Ладно, у Энни еще будет время поговорить с Джеком и объяснить ему, что у него будет в жизни только одна женщина, а также потолковать с туземкой и донести до ее сознания, что ухаживать за ее мужем с таким рвением не стоит!

К Энни подъехал Манипу. Девушке было страшно взглянуть на него: мысль о том, что он недавно делал, придавала его облику что-то зловещее.

– Энни, – проникновенно начал он. – Скоро ты покинешь деревню Манипу, мое сердце сжимается при мысли об этом, но женщина не добыча, она должна быть с тем, кого любит. Но эти последние дни позволь мне провести рядом.

Энни грустно улыбнулась и осторожно ответила:

– Конечно, мы будем постоянно видеться в эти два последних дня, что мы проведем в вашем племени.

Манипу помолчал, а потом сдержанно заметил:

– Я думал, вы задержитесь у нас подольше. Но так будет лучше для всех нас. Твоя красота радует мой взор, но ревность терзает сердце Манипу острыми когтями. Но я мужчина и умею переносить боль. Ты любишь моего друга, пусть будет так.

В деревню воины въезжали под громкие вопли своих соплеменников. Их окружили и забросали цветами, как героев. К Джеку с сияющими глазами подбежала Олава. Ее голос звучал как чистый родник:

– Я счастлива, брат мой, что ты вернулся целым и невредимым.

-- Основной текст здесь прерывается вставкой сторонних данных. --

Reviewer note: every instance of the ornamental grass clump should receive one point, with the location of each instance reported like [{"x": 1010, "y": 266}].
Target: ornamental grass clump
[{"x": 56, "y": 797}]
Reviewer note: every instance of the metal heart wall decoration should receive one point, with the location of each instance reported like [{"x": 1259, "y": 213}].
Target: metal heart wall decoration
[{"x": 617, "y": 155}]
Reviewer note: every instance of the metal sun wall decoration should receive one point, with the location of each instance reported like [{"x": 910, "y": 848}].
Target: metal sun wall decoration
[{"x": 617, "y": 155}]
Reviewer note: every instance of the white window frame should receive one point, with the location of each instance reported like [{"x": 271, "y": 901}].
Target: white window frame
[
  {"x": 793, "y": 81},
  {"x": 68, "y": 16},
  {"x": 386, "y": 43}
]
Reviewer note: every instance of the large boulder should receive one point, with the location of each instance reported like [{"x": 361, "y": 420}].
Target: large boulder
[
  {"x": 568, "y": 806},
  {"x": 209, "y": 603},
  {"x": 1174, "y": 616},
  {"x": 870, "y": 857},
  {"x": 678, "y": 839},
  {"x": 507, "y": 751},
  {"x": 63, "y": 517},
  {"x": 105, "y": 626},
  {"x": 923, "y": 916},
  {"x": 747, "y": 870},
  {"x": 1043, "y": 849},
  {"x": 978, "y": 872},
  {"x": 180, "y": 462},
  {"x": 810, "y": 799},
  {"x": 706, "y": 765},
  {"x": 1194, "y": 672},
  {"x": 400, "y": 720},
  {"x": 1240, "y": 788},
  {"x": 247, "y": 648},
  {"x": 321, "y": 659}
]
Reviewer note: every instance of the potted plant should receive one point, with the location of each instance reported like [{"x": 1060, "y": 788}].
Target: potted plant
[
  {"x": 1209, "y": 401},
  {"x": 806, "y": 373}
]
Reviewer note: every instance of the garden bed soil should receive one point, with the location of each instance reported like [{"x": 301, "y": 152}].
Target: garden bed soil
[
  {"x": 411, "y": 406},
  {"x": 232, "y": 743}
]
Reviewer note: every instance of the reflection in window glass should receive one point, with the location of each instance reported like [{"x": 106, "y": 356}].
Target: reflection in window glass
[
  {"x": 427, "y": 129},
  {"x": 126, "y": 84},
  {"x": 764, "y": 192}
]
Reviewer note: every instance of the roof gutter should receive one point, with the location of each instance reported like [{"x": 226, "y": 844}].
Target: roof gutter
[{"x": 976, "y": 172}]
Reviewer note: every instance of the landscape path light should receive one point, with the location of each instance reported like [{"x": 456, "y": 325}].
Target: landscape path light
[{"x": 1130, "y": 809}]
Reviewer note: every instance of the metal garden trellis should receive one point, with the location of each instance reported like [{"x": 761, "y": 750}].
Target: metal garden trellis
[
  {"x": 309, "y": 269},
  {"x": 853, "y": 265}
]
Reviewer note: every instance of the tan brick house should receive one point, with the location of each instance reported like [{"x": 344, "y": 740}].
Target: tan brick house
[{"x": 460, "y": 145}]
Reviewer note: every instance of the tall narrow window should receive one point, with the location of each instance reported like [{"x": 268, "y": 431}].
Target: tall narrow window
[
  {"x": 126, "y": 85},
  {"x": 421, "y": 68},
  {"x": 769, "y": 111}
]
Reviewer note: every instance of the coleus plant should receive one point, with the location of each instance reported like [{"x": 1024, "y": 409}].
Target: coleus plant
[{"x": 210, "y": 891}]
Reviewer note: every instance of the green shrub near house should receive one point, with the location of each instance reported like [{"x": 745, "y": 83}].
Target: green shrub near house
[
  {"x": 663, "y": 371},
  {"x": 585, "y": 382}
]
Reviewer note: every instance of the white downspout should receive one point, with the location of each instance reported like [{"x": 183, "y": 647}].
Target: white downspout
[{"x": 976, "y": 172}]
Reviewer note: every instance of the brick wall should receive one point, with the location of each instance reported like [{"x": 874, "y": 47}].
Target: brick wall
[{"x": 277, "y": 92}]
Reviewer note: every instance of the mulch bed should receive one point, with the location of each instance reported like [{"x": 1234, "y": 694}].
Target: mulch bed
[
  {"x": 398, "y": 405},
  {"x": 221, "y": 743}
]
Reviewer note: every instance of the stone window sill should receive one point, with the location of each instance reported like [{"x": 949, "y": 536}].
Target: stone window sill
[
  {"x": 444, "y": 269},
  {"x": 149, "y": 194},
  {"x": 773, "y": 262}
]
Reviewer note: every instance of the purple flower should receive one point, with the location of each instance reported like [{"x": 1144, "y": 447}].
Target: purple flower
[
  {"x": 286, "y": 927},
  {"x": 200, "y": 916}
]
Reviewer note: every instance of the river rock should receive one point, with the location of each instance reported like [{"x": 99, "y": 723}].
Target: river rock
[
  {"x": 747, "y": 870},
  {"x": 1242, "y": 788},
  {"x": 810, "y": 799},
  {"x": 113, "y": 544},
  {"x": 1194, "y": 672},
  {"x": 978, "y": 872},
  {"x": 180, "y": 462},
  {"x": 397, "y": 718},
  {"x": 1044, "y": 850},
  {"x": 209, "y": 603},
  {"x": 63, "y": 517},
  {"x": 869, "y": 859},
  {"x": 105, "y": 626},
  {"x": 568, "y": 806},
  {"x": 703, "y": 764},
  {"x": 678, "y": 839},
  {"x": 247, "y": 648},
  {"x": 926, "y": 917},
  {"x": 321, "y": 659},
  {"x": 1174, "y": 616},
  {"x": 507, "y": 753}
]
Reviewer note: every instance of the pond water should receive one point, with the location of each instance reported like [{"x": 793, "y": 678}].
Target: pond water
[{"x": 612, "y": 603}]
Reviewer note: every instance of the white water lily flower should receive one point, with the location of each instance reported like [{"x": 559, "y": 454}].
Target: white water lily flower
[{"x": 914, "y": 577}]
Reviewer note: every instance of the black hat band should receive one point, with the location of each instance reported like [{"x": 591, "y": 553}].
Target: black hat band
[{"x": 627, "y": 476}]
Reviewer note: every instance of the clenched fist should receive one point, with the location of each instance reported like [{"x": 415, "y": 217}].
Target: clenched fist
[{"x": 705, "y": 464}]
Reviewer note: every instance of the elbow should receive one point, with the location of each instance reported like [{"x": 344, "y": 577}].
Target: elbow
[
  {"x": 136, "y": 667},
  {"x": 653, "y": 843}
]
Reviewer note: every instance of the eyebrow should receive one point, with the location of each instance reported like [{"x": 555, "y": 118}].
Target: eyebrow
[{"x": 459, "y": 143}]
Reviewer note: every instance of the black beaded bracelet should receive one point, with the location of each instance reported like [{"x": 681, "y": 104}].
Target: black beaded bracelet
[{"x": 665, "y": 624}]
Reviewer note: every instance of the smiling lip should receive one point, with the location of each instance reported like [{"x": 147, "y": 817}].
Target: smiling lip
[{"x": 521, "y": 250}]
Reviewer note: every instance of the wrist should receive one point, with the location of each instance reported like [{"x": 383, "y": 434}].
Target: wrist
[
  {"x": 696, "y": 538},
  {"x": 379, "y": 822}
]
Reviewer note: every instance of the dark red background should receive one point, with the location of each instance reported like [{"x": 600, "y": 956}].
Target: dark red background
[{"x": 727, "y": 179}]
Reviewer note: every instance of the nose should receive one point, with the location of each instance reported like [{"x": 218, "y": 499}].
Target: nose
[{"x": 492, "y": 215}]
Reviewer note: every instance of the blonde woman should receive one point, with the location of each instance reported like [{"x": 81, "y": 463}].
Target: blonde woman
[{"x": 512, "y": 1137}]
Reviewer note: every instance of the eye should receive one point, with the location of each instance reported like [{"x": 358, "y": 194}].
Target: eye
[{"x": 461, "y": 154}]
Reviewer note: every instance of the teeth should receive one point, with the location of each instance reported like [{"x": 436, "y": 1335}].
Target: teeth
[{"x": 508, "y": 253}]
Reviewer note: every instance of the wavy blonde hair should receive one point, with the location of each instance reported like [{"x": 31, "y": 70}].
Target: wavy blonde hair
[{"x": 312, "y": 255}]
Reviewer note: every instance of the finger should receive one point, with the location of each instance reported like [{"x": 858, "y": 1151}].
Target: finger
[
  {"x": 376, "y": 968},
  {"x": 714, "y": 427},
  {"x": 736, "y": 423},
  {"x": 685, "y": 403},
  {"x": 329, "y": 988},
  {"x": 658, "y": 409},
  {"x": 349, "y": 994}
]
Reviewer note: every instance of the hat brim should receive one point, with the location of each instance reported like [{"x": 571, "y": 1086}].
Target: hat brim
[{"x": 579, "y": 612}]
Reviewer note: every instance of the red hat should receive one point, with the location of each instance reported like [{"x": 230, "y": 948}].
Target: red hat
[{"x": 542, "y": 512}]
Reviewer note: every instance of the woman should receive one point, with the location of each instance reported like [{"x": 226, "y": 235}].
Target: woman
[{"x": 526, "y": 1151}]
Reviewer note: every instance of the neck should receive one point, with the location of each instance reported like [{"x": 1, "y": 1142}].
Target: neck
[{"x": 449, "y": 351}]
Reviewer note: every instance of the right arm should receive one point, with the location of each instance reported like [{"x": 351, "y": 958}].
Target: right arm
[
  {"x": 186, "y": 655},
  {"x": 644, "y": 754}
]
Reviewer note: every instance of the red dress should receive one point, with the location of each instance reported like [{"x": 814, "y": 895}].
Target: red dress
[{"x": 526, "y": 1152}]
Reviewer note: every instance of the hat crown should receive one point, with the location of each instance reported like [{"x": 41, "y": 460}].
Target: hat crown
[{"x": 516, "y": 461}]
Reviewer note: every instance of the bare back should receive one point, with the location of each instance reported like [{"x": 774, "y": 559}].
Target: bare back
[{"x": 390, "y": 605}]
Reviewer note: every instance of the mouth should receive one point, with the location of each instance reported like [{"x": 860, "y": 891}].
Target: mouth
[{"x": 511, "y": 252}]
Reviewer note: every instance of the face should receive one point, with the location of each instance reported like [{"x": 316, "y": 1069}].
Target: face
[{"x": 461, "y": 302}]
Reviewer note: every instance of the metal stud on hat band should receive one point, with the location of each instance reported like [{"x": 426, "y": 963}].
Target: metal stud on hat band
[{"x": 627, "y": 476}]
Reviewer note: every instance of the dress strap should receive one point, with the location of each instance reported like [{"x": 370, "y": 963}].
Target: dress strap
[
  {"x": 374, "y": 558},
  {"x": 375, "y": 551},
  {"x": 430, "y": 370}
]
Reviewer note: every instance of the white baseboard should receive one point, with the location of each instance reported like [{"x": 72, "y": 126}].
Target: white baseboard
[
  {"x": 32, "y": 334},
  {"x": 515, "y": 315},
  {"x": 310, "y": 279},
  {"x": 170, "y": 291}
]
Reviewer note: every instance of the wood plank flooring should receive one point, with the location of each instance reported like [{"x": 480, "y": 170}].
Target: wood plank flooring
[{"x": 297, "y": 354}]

Затем туземка повернулась к Энни и сдержанно добавила:

– Рада видеть тебя в добром здравии, жена моего брата.

К Олаве подбежал Патрик. Энни поразилась перемене, произошедшей в нем. Его зарумянившееся лицо дышало счастьем, глаза светились нежностью. Смущаясь, он сбивчиво поприветствовал туземку:

– Здравствуй, Олава, как приятно видеть старых друзей. Как хорошо, что у тебя все в порядке. У меня теперь тоже. Не думал, что увижу тебя когда-нибудь снова…

Олава слушала молодого человека, опустив свои черные, прямые, как стрелы, ресницы, не отрывая взгляда от земли. Выражение ее лица было непроницаемо, и только порозовевшие щеки свидетельствовали о том, что она слышит Патрика и рада встрече. Затем девушка чуть слышно проговорила:

– Я тоже рада видеть тебя, Патрик. Мы построили временные жилища, я провожу тебя и Джека с Энни, чтобы вы могли отдохнуть перед вечерним праздником.

– А что за праздник, Олава? – спросила Энни, спускаясь с помощью Джека с лошади.

– Наше племя будет благодарить Великого Духа за победу над врагами, – ответила Олава, улыбнувшись Энни.

Туземка шла впереди, ее длинные косы заканчивались у колен, походка была такая плавная, что у Энни от ревности зашлось сердце. Джек не может не замечать такой красоты и прелести! Он пробыл в пути с Олавой слишком много дней и ночей, что же между ними было? Конечно, рядом был Патрик, но, во-первых, он совершенно ослеплен туземкой, а во-вторых, спит по ночам как сурок, и кому как не сестре об этом знать. И что же ей теперь делать? Нет, отныне и навсегда Джек будет смотреть только на нее, на Энни.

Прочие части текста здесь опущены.